Türk girişimcinin laboratuvarda ürettiği ‘aslan eti’ raflarda

• ABD Uzay Kuvvetleri (USSC), 2014 yılında Papua Yeni Gine açıklarına düşen meteorun başka bir yıldız sisteminden geldiğini onayladı. Bu, tarihte Dünya’ya düşen Güneş sistemi dışındaki ilk cisim olarak tarihe geçti.

• Bulgaristan hükümetinin de 100 milyon dolar destek verdiği bir iş birliği kapsamında Amazon Web Services, Google, SiteGround ve DeepMind şirketlerinin desteğiyle bir yapay zeka araştırma merkezi kuruluyor. Merkez yerli ve yabancı bir dizi saygın üniversite tarafından da desteklenecek.
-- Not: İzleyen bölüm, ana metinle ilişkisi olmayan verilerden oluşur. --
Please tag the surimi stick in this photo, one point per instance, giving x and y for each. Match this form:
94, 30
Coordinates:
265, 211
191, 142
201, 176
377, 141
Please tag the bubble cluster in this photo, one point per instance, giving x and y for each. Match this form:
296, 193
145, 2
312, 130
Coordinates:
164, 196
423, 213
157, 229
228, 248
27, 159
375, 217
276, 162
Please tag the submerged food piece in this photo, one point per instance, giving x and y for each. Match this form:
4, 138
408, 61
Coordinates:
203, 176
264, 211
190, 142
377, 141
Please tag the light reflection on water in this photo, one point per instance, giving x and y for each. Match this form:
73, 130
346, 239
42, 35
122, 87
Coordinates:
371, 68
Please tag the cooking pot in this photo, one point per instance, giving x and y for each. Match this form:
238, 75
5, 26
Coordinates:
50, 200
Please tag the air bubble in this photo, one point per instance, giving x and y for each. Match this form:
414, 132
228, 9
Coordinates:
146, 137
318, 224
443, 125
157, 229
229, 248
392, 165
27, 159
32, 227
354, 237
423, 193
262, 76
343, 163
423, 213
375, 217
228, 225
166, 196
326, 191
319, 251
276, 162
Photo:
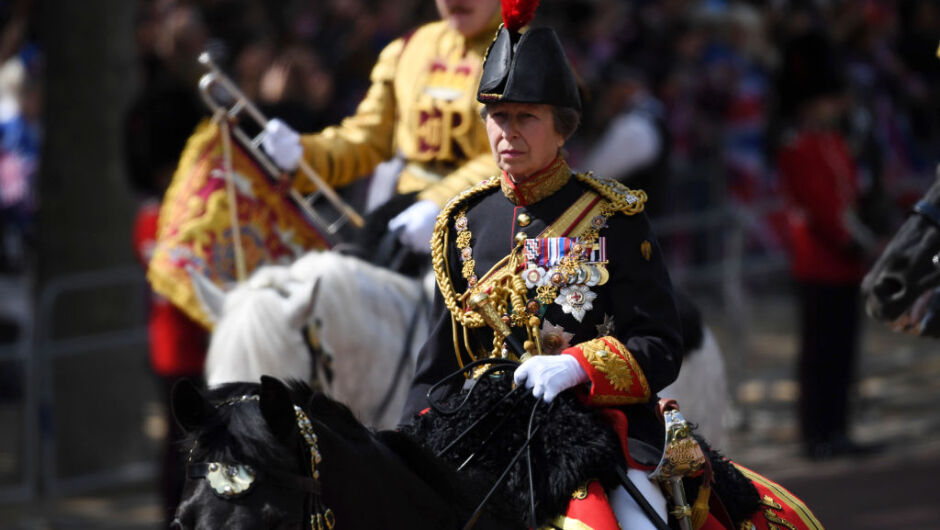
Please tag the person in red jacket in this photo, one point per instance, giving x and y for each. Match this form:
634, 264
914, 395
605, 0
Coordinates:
177, 350
828, 246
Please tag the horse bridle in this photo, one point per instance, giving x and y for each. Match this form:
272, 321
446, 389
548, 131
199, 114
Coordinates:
929, 211
320, 358
230, 481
Amaç her yıl ülkeden göç eden 30 bin nitelikli vatandaşı Bulgaristan’da tutabilmek.

• Günün sürpriz bir anında gelen bildirimle bütün arkadaşların en geç iki dakika içinde o ana ait bir kare fotoğraf paylaştığı ve bu şekilde her gün tek bir paylaşıma izin veren BeReal, Z kuşağı tarafından en çok yüklenen uygulama oldu.

• Google, ABD istihbarat servisleri adına çalıştığı anlaşılan Panama merkezli Measurement Systems S. de R.L. adlı şirketin, birçok Android uygulaması içine takip amaçlı bir kod parçası eklettiğini keşfetti. Çeşitli şirketlerin uygulamalarına para karşılığında eklettirilen kötü niyetli kodun milyonlarca cihazdaki birçok popüler oyun ve uygulamada yer aldığı ortaya çıktı. Uygulamalar Google Play Store’dan silindi.
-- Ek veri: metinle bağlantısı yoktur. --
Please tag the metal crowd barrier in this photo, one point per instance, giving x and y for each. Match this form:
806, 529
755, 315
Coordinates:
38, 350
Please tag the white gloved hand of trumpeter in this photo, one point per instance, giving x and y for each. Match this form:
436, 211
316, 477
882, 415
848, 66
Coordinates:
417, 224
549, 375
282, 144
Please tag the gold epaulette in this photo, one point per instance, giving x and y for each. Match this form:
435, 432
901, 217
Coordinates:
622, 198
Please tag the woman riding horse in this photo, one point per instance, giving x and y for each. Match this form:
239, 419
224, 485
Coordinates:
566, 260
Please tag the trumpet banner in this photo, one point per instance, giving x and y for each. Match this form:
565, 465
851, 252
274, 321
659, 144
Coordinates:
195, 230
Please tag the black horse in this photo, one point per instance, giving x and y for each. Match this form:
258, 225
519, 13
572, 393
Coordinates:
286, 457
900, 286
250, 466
• Geçtiğimiz hafta Twitter’ın 3 milyar dolar değerindeki yüzde 9.2 hissesini satın alan Elon Musk, şirketin yönetim kuruluna gireceğini açıklamıştı. Ancak bu hafta ilginç bir kararla bundan vazgeçtiğini duyurdu ve bu konuya yönelik tweet’lerini de sildi. Bunun daha fazla hisse alabilmek için olduğu düşünülüyor zira yönetim kurulu üyelerinin halka açık hisselerin yüzde 14.9’undan fazlasına sahip olması mümkün değil. 

• Meta’nın (Facebook) sahibi olduğu sanal gerçeklik başlığı Oculus ile kullanılabilecek Horizon Worlds adlı metaverse platformunda geliştiricilerin dijital “şeyler” oluşturup satabileceği açıklandı. Platform cirodan yüzde 25 pay alacak. Ne var ki üretilen ve sahip olunan dijital varlıklar başka platformlara taşınamayacak.

• Fortnite oyununun geliştiricisi Epic Games, Sony ve LEGO ile birlikte çocuklara odaklı bir metaverse platformu geliştirmek için anlaştı. Temel hedef küçük yaştaki kullanıcıların mahremiyetini ve gelişimini koruyarak yaratıcı bir deneyim sunabilmek olarak özetlendi. Epic Games’i 31.5 milyar dolar değere kavuşturan bu hamlede iki şirket 1’er milyar dolar yatırım yapacak.

SleepLoop

• İnsanların yüzde 20’sinde kedi alerjisi var. Nefes darlığına bağlı ölümlere dahi yol açabilen bu hassasiyete yönelik “enteresan” bir çözüm ABD merkezli InBio şirketinden geldi. CRISPR tekniğini kullanarak kedilerin genetiğini değiştiren şirket, insanda alerjiye sebep olan Fel d 1 adlı proteini hayvanların bedeninden yok ediyor.

• Yılmaz Bora adlı bir Türk tarafından kurulan ve laboratuvar ortamında et üreten Primeval Foods adlı girişim aynı teknikle zebra, aslan, kaplan ve fil gibi egzotik hayvanların etlerini de üretip satışa sundu. Laboratuvar etleri, ilgili hayvanlardan alınan tek bir kök hücrenin çoğaltılmasını temel alıyor.

• İsviçre / ETH Zurich Ar-Ge merkezi, takan kişiye uyguladığı ses dalgalarıyla daha kaliteli bir “derin uyku” sunan SleepLoop adlı bir başlık geliştirdi. Mikroçipe bağlı elektrotlar ile beyin dalgalarını sürekli denetleyen başlık, kişinin durumuna özel düzenleyici tıklama sesleri yayarak daha kaliteli bir uykuyu garantiliyor.

• Amazon şirketi, Project Kuiper adlı uydularla internet hizmeti verecek girişimi için önümüzdeki 5 yıl içinde toplam 83 roketli uçuş gerçekleştireceğini açıkladı. Bunların 12 tanesi şirketin kendi uzay girişimi Blue Origin ile yapılacak. Toplam 3 bin 326 uyduyla hizmet verecek altyapı 10 milyar doların üstünde maliyete sahip.